Chiral surface and edge plasmons in ferromagnetic conductors

TL;DR

This paper investigates how Berry curvature in ferromagnetic conductors influences surface and edge plasmons, revealing direction-dependent frequencies and potential control mechanisms linking plasmonics with spintronics.

Contribution

It introduces the concept of surface Berry plasmons in ferromagnetic conductors and analyzes their unique directional properties caused by Berry curvature effects.

Findings

Edge plasmon frequency depends on propagation direction.

Berry curvature induces handedness in surface plasmons.

Control of plasmon propagation via magnetization is possible.

Abstract

The recently introduced concept of "surface Berry plasmons" is studied in the concrete instance of a ferromagnetic conductor in which the Berry curvature, generated by spin-orbit (SO) interaction, has opposite signs for carriers parallel or antiparallel to the magnetization. By using collisionless hy- drodynamic equations with appropriate boundary conditions, we study both the surface plasmons of a three-dimensional ferromagnetic conductor and the edge plasmons of a two-dimensional one. The anomalous velocity and the broken inversion symmetry at the surface or the edge of the conductor create a "handedness", whereby the plasmon frequency depends not only on the angle between the wave vector and the magnetization, but also on the direction of propagation along a given line. In particular, we find that the frequency of the edge plasmon depends on the direction of propagation along the edge.
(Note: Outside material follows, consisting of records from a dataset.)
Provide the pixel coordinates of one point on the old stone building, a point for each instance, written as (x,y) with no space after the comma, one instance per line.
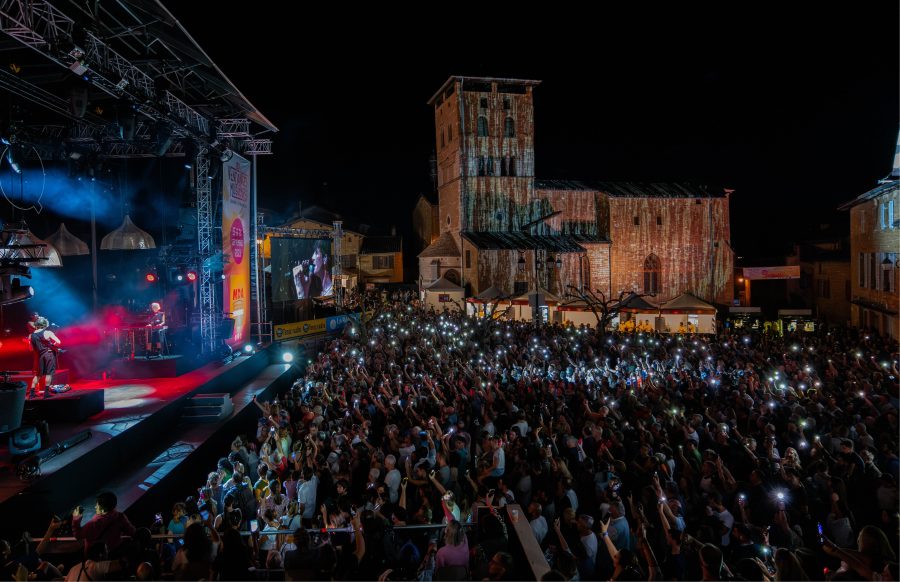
(501,226)
(874,248)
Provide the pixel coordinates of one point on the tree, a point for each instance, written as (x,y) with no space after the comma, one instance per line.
(604,308)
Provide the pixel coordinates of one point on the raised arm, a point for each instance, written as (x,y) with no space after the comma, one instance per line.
(604,533)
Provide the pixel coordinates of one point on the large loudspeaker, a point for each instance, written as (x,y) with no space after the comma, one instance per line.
(25,440)
(12,404)
(226,329)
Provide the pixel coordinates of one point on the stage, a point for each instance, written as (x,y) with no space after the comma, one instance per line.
(141,422)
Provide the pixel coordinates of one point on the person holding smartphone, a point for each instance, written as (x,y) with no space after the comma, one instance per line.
(107,525)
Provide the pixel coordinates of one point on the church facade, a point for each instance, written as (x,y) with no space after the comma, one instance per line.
(501,226)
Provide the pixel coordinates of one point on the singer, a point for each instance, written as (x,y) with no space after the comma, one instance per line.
(44,344)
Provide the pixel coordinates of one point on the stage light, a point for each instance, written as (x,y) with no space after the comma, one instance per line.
(17,293)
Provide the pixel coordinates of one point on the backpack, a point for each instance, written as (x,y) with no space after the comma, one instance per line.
(245,500)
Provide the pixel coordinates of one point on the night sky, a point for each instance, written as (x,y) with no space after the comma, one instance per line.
(796,111)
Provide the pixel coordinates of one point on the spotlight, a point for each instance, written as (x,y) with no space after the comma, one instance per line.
(16,293)
(12,161)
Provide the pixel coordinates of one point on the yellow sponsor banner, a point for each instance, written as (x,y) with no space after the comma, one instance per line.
(779,272)
(300,329)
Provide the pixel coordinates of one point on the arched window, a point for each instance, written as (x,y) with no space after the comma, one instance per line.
(509,127)
(482,126)
(651,275)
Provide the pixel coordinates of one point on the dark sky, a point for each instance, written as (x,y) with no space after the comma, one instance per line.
(797,111)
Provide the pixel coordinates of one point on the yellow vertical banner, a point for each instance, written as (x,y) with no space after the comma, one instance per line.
(236,231)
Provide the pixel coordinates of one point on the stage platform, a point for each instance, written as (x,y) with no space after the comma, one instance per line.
(161,367)
(140,423)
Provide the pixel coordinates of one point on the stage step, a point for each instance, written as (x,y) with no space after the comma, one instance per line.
(207,408)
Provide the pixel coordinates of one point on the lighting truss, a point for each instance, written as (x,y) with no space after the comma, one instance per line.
(206,287)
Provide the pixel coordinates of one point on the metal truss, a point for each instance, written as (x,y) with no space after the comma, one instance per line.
(233,128)
(256,147)
(42,27)
(208,311)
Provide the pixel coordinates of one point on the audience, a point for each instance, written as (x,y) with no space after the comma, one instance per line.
(739,455)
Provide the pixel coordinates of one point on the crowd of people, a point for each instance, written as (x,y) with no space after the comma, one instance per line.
(633,456)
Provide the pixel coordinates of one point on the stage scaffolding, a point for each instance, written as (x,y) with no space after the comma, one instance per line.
(149,74)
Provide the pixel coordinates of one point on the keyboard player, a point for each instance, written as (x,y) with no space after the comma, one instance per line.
(156,330)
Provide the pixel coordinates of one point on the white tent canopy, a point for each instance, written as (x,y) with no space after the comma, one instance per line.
(686,311)
(444,294)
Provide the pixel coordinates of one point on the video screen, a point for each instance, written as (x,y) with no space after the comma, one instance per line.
(301,268)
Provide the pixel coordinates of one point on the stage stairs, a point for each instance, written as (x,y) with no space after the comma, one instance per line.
(207,408)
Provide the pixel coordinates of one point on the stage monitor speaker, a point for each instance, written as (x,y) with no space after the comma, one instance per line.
(25,440)
(12,404)
(74,406)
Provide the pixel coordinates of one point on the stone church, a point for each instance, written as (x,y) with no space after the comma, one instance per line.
(498,225)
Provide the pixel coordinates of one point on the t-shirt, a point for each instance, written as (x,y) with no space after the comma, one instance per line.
(90,570)
(727,522)
(176,527)
(306,496)
(620,533)
(450,555)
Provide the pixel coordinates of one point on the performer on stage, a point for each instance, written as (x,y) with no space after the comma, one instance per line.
(43,345)
(156,335)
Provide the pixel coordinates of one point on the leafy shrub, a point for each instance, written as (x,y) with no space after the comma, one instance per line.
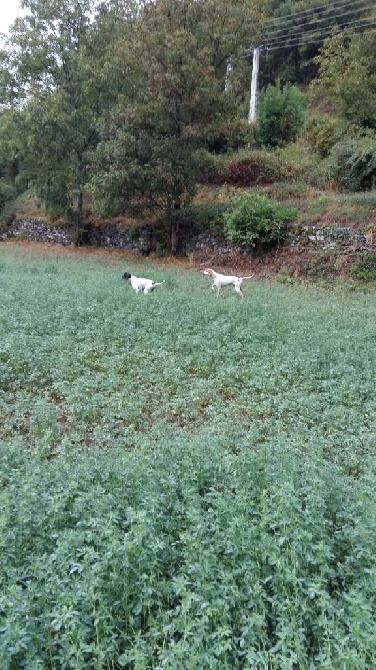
(365,268)
(322,133)
(353,162)
(281,114)
(256,220)
(259,166)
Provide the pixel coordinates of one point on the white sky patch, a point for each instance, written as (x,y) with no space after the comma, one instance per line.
(9,11)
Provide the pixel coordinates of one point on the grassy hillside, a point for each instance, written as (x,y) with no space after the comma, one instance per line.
(186,482)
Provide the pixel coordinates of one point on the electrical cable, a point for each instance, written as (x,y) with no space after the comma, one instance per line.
(318,40)
(315,9)
(355,24)
(326,18)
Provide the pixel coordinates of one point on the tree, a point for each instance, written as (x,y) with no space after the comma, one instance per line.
(56,70)
(150,156)
(347,77)
(281,114)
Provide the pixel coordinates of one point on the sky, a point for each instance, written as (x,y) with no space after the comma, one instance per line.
(10,9)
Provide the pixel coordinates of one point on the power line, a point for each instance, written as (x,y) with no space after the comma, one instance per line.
(288,36)
(315,9)
(325,18)
(319,39)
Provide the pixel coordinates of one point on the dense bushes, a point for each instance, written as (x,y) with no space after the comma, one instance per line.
(293,163)
(353,162)
(281,114)
(256,221)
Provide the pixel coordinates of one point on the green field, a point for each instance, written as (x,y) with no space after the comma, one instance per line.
(186,483)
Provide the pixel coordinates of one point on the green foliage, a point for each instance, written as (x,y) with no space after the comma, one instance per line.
(173,499)
(183,509)
(347,77)
(286,164)
(256,221)
(365,268)
(57,74)
(281,114)
(323,132)
(353,162)
(150,157)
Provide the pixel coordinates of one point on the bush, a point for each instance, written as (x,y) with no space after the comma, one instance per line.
(322,133)
(256,221)
(281,114)
(353,163)
(259,166)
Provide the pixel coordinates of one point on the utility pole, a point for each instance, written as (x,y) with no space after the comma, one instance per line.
(254,83)
(229,69)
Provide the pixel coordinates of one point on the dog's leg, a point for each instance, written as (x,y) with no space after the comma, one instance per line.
(238,288)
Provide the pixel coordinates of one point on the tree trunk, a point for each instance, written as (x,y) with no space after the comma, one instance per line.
(174,229)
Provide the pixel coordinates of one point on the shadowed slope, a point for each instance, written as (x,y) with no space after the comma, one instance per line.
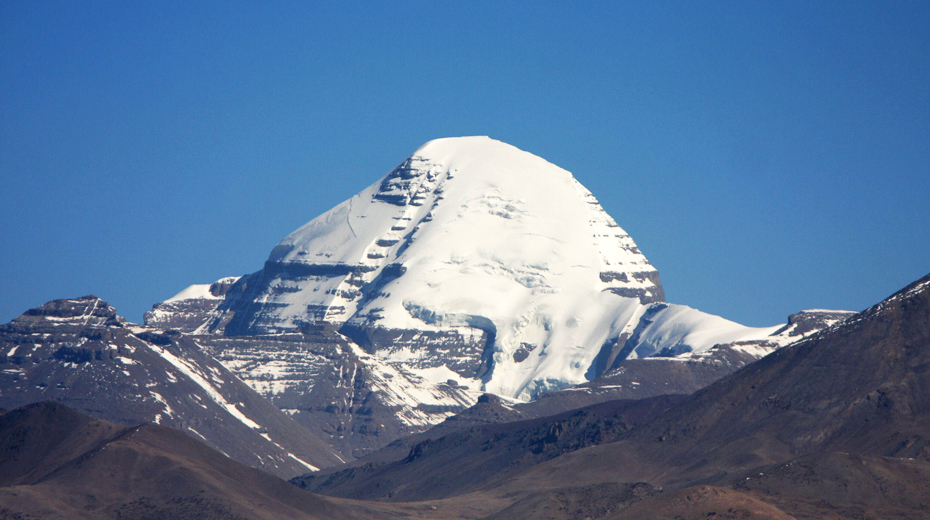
(67,465)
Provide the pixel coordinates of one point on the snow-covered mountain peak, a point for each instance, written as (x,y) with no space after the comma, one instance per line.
(466,233)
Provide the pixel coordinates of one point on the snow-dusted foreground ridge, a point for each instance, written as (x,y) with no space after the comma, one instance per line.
(471,262)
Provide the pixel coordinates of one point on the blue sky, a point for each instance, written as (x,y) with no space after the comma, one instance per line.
(767,157)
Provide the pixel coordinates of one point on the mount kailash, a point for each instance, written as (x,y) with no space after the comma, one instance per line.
(471,267)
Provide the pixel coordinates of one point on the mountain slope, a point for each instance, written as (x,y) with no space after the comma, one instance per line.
(79,352)
(137,472)
(859,387)
(502,256)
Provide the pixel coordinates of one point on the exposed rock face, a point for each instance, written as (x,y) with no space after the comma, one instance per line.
(190,309)
(471,256)
(472,267)
(58,463)
(834,425)
(79,352)
(337,390)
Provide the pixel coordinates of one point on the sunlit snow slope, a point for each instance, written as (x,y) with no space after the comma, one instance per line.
(466,232)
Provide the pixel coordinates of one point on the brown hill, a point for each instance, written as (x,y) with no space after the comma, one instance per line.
(58,463)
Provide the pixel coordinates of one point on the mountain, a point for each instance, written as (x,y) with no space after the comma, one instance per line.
(80,353)
(56,463)
(472,250)
(834,425)
(472,267)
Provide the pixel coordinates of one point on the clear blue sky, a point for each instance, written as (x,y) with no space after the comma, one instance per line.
(766,156)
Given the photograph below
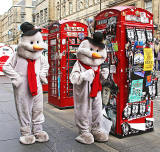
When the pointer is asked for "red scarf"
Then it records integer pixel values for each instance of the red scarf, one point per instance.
(96, 84)
(32, 81)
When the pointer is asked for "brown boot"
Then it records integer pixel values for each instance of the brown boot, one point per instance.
(100, 136)
(85, 138)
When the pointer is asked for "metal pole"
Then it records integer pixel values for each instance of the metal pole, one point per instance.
(60, 9)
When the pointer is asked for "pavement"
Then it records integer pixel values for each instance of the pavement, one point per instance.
(61, 128)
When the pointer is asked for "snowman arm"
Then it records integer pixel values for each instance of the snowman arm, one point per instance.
(9, 71)
(44, 70)
(75, 76)
(9, 66)
(104, 73)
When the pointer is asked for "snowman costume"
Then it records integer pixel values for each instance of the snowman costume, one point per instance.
(27, 70)
(85, 77)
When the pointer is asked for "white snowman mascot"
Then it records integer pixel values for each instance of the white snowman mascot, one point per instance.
(86, 78)
(27, 70)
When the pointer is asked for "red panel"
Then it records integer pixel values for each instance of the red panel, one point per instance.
(60, 89)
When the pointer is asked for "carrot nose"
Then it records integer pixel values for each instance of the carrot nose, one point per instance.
(96, 55)
(37, 47)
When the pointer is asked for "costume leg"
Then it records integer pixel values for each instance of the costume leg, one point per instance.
(98, 132)
(23, 106)
(38, 119)
(37, 113)
(97, 112)
(82, 109)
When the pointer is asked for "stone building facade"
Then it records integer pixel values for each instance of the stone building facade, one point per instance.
(20, 11)
(80, 10)
(43, 12)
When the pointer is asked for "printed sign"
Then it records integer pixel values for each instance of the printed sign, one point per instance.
(136, 90)
(148, 59)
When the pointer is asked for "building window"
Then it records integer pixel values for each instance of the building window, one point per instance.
(22, 18)
(70, 8)
(80, 5)
(41, 16)
(37, 18)
(64, 10)
(148, 5)
(33, 18)
(86, 3)
(96, 1)
(45, 15)
(58, 10)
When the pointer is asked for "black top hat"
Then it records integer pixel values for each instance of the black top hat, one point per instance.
(97, 40)
(28, 29)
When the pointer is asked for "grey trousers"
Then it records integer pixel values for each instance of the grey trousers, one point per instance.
(88, 111)
(29, 109)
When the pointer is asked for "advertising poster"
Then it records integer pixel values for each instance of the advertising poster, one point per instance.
(136, 91)
(148, 59)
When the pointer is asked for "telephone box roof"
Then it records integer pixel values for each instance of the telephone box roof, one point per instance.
(123, 8)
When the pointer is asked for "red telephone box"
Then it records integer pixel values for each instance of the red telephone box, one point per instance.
(63, 41)
(5, 53)
(44, 33)
(129, 40)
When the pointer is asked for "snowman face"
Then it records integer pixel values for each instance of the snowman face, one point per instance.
(33, 43)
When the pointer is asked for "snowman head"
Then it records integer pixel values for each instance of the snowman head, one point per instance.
(31, 44)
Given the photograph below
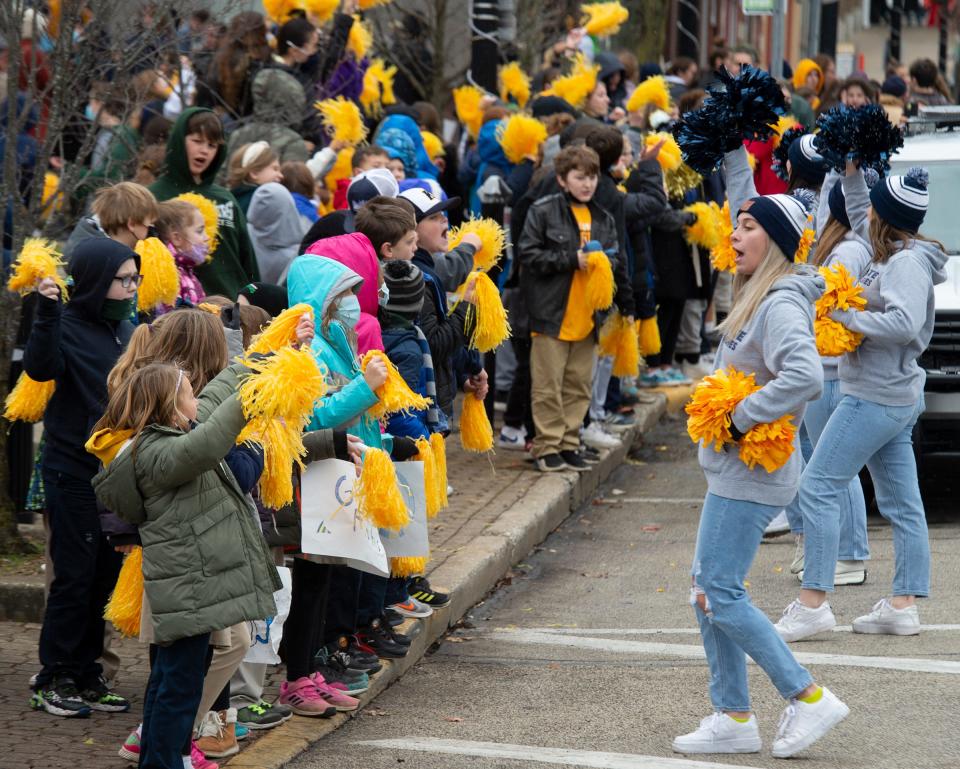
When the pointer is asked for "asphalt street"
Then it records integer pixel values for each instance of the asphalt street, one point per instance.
(588, 654)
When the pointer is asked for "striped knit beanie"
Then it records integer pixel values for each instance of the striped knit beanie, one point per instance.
(902, 200)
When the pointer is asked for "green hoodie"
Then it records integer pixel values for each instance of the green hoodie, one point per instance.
(233, 264)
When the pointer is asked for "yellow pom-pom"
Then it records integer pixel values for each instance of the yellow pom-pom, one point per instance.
(27, 401)
(579, 84)
(342, 120)
(520, 137)
(38, 259)
(493, 239)
(768, 445)
(378, 495)
(712, 403)
(653, 90)
(514, 82)
(211, 219)
(604, 19)
(161, 281)
(705, 231)
(600, 283)
(439, 447)
(407, 567)
(468, 100)
(281, 332)
(669, 156)
(649, 332)
(486, 315)
(360, 39)
(394, 395)
(476, 434)
(618, 338)
(126, 603)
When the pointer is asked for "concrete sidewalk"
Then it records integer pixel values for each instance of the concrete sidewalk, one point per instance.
(500, 510)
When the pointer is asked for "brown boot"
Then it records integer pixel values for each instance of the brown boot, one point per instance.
(217, 735)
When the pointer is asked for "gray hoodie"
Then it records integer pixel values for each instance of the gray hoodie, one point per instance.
(897, 326)
(778, 348)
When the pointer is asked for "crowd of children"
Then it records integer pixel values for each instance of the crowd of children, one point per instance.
(262, 203)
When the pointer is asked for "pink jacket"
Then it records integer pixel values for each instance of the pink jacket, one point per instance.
(356, 252)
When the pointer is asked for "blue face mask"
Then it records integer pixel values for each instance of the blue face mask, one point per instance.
(348, 311)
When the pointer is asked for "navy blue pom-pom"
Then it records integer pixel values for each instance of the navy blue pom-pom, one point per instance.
(864, 135)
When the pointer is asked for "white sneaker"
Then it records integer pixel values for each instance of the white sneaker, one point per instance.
(803, 723)
(886, 620)
(512, 438)
(779, 525)
(799, 622)
(718, 733)
(596, 437)
(846, 573)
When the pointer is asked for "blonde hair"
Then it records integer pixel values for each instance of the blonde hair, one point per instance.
(749, 291)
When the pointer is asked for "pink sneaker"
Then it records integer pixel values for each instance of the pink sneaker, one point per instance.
(198, 760)
(334, 696)
(303, 698)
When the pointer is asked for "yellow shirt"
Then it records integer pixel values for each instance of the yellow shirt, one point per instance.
(578, 317)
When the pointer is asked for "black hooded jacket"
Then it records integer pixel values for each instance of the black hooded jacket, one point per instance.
(71, 344)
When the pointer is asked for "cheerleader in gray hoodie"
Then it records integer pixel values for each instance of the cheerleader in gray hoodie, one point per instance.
(882, 387)
(768, 333)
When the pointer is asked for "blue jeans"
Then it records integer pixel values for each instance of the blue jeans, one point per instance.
(858, 433)
(853, 510)
(732, 627)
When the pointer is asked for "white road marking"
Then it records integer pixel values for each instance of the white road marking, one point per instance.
(689, 651)
(559, 756)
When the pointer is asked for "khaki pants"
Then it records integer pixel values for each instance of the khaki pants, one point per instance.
(561, 375)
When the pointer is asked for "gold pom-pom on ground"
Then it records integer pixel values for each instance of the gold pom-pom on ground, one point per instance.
(342, 120)
(467, 101)
(161, 281)
(378, 494)
(27, 401)
(514, 82)
(38, 259)
(604, 19)
(520, 137)
(126, 603)
(394, 395)
(653, 90)
(600, 283)
(476, 434)
(493, 240)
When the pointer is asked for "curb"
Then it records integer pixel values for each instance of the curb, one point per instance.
(469, 576)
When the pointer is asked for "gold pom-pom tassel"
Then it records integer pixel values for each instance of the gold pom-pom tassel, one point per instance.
(486, 315)
(476, 434)
(378, 494)
(600, 283)
(394, 395)
(768, 445)
(28, 399)
(649, 332)
(342, 120)
(653, 90)
(604, 19)
(38, 259)
(407, 566)
(520, 137)
(467, 101)
(514, 82)
(669, 156)
(161, 281)
(281, 332)
(439, 447)
(493, 239)
(211, 219)
(126, 603)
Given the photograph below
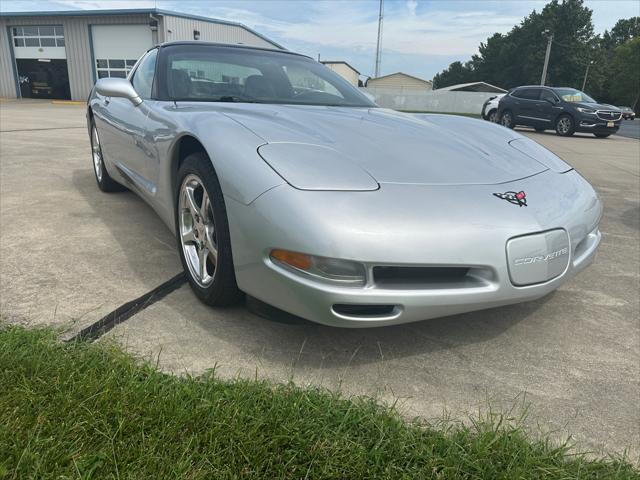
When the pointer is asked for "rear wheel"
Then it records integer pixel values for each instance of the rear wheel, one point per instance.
(104, 180)
(203, 233)
(506, 120)
(565, 126)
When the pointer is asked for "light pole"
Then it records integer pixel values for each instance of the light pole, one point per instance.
(586, 73)
(376, 72)
(549, 36)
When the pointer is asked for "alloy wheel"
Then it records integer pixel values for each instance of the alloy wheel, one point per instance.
(506, 120)
(197, 230)
(96, 153)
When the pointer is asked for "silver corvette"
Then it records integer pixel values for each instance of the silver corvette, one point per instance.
(282, 181)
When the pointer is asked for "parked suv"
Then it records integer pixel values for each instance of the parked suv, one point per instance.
(490, 108)
(566, 110)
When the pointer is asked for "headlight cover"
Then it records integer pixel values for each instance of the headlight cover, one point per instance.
(316, 167)
(334, 270)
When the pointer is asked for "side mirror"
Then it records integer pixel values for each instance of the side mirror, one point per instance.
(368, 95)
(118, 87)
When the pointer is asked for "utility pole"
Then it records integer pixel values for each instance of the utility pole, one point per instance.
(546, 57)
(584, 83)
(376, 73)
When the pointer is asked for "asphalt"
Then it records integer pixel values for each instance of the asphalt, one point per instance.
(630, 129)
(70, 254)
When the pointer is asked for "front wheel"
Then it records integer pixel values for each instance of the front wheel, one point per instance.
(565, 126)
(203, 233)
(506, 120)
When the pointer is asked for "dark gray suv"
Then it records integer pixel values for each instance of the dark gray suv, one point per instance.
(565, 110)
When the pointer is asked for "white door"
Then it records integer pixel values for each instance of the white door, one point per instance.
(116, 48)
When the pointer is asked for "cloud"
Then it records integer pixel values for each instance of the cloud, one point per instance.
(421, 37)
(412, 6)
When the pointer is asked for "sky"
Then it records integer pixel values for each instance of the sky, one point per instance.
(420, 37)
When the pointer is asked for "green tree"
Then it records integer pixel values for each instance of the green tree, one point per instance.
(625, 68)
(517, 57)
(456, 73)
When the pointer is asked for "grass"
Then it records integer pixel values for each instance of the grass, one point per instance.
(90, 411)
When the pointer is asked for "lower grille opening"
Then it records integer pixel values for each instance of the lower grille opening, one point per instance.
(418, 274)
(431, 277)
(349, 310)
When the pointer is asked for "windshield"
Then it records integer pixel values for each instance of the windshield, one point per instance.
(573, 95)
(210, 73)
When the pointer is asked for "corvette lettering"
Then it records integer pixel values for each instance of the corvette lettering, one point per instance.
(541, 258)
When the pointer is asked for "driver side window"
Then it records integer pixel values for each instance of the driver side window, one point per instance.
(548, 96)
(143, 76)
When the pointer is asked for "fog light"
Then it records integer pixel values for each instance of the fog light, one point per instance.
(331, 269)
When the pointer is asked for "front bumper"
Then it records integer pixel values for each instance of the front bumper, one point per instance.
(456, 233)
(595, 125)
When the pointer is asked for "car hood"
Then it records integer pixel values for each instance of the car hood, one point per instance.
(393, 147)
(597, 106)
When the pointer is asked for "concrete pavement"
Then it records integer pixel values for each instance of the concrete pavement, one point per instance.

These Berry curvature effects are compared and contrasted with similar effects induced in the plasmon dispersion by an external magnetic field in the absence of Berry curvature. We argue that Berry curvature effects may be used to control the direction of propagation of the surface plasmons via coupling with the magnetization of ferromagnetic conductors, and thus create a link between plasmonics and spintronics.